Imagine if an invisible thief could break into your home and start stealing your possessions. That’s one of the threats posed by inadequate IT security. The pain and loss of poor IT security practices cost a great deal.

Let’s illustrate the scale of the IT security challenge:

  • The average cost to a company was $3.5 million in US dollars (2014 Cost of Data Breach, Ponemon Institute)
  • Criminals stole $45 million from Rakbank and Bank of Muscat in 2013 by breaching ATM card security in 2013 (American Banker)
  • In 2014, Sony paid a $15 million settlement payment in the wake of the 2011 hack of Playstation (Engadget)

Clearly, IT security failure are expensive. For many in the technology community, the default reaction is to invest in security software and hardware. Better security technology is absolutely vital. Technology is part of the IT security puzzle. Training staff on IT security best practices is arguably even more important to securing your organizations’ information assets.

The following projects are excellent ways to reinforce IT security. Best of all, they require little to no money to implement. To experienced security professionals, these may seem like basic ideas. However, I challenge you to ask yourself: is my organization successfully implementing these ideas?

IT Security Project 1: Organize a security briefing For your department

Knowing is half the battle. To improve IT security, employees need to understand the fundamentals of security. Here are some starting points for an introductory security briefing:

  • Password Basics: Recommend changing corporate passwords every 90 days or more often.
  • Caution Against Unfamiliar Software: Remind your staff that installing new software can increase IT security risk. For some staff working on highly sensitive activities, consider preventing the installation of new software.

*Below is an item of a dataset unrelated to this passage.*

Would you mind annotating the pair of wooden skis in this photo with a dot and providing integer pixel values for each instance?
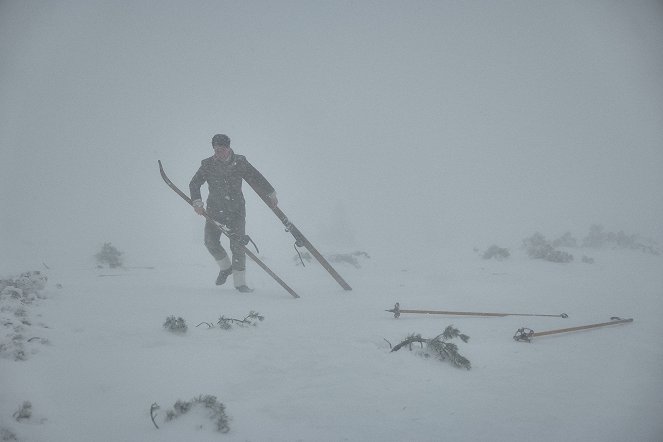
(522, 334)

IT Security Project 2: Implement a system access review

How many different applications, systems and IT resources does your company have? Staff at small organizations typically have more than half a dozen logins to manage. Follow these steps to improve your risk management relating to system access:

1) Create A System Access List.

The first step is to ask each employee to list the applications, systems and other resources that require a login. Also ask them to list the reason they use a given resource (e.g. Finance System. Use: Prepare quarterly financial statements for management).

2) Identify Access Rights For Elimination.

Over time, job responsibilities shift and evolve. Use this step to ensure that your IT security keeps pace. Using the system access list created in step one, evaluate whether there are system rights that can be eliminated. For example, if a sales representative resigns from the organization, it is important to eliminate their system access rights as a proactive way to prevent information loss.

3) Schedule An Annual Review.

To maintain IT security, I recommend an annual review of system access rights and privileges. Large firms may already have this requirement in their policies. Ask yourself about the last time you implemented a review. If you skip this step, your IT security will gradually deteriorate.

My question to you is: What is one critical behaviour that improves your organization’s IT security?